Erano i primi anni novanta e quando la vedevo passare sulle strade di montagna, dove andavo in vacanza con la famiglia, attirava gli sguardi di tutti. Veramente in pochi sapevano di che auto si trattasse, gli amici meno informati la scambiavano per una Ferrari, quelli un po’ più esperti li correggevano sostenendo che fosse una Lotus. Ma eravamo solo in due o tre a sapere che si trattava di una Venturi.

Venturi è un marchio nato negli anni 80 a Couëron, nel nord est francese. L’intento dei fondatori fu subito chiaro, produrre un’alternativa economica ai modelli “entry level” della Ferrari. Oggi potrebbe apparire un’impresa senza speranza, ma bisogna ricordare che allora nel listino della casa di Maranello figurava la 208 GTB, sulla quale si era già dovuta installare una turbina per aumentare le prestazioni ritenute scarse per una Ferrari anche dagli stessi progettisti. I primi due modelli furono la 200 e la 260, realizzate nelle versioni Coupé e Spider. Erano due berlinette con motore centrale posteriore, la prima adottava un 2500cc da 200 cv e la seconda un 2800cc da 260 cv. La carrozzeria non era molto originale, ma comunque elegante e sportiva, il frontale basso era caratterizzato da una coppia di fari a scomparsa, mentre la coda aveva due pinne laterali che incorniciavano il cofano motore, che a sua volta terminava con una piccola appendice aerodinamica. I cerchi in lega avevano una forma a stella con cinque punte, un must per le sportive dell’epoca. Gli interni erano chiaramente ispirati alle sportive inglesi, pelle color crema e radica avvolgevano il pilota ed il suo passeggero in un mix di raffinatezza e sportività.

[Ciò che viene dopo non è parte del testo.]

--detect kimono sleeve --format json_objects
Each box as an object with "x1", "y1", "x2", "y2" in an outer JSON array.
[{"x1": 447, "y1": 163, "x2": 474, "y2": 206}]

L’impresa era comunque ardua, le vendite non decollavano, soprattutto in Italia, dove le leggi fiscali e il prezzo della benzina rendevano faticoso mantenere una sportiva degna di questo nome.
La soluzione che adottarono fu quella di realizzare una piccola serie di una ventina di esemplari, per il solo mercato italiano. Questi erano equipaggiati con un motore due litri sovralimentato, come fecero la Maserati e la Ferrari con la Biturbo e la 208. La carrozzeria rimase quella in vetroresina delle sorelle maggiori e il peso di appena 1290 kg rendeva adeguati i 180 cv per un’esperienza di guida veloce ed appagante. La scelta di un propulsore di derivazione Renault favorì i costi di esercizio e il reperimento dei pezzi di ricambio.

Questo diede vita alla Venturi 111 Cup che vedevo girare in montagna. Il colore era un elegante verde British Racing. Certo, il marchio non era blasonato come quello di Maranello, e neanche si avvicinava alle glorie sportive della Lotus, ma quest’auto aveva una dignità tutta sua.
È stata comunque una vera sportiva di razza, non impegnativa nella guida e nel mantenimento; affidabile e veloce forse fu davvero l’alternativa alle vetture più piccole del listino di Maranello che purtroppo non capirono in molti.
La 111 Cup sembra essere un’auto fantasma, in rete non si trovano notizie certe, solo un paio di annunci di vendita scaduti da qualche anno e Wikipedia non la riportava nemmeno tra i modelli prodotti dalla Venturi prima della nostra segnalazione. Degli unici tre esemplari di cui si sappia qualcosa, probabilmente questo è l’ultimo superstite: una spider bianca è rimasta vittima di un incidente stradale e dell’altra coupé venduta nel nord Italia più di venti anni fa non si sa più nulla.

La “francesina” apparteneva ed ancora appartiene alla famiglia di una mia amica. Suo padre stava comprando una motoslitta quando vide la 111 Cup dal rivenditore mentre la stavano scaricando da una bisarca, rimase subito folgorato e la comprò.
Se ancora oggi, possiamo ammirarla nella sua splendida forma dopo più di vent’anni è grazie alle amorevoli cure del signor Riccardo, suo orgogliosissimo e appassionato proprietario.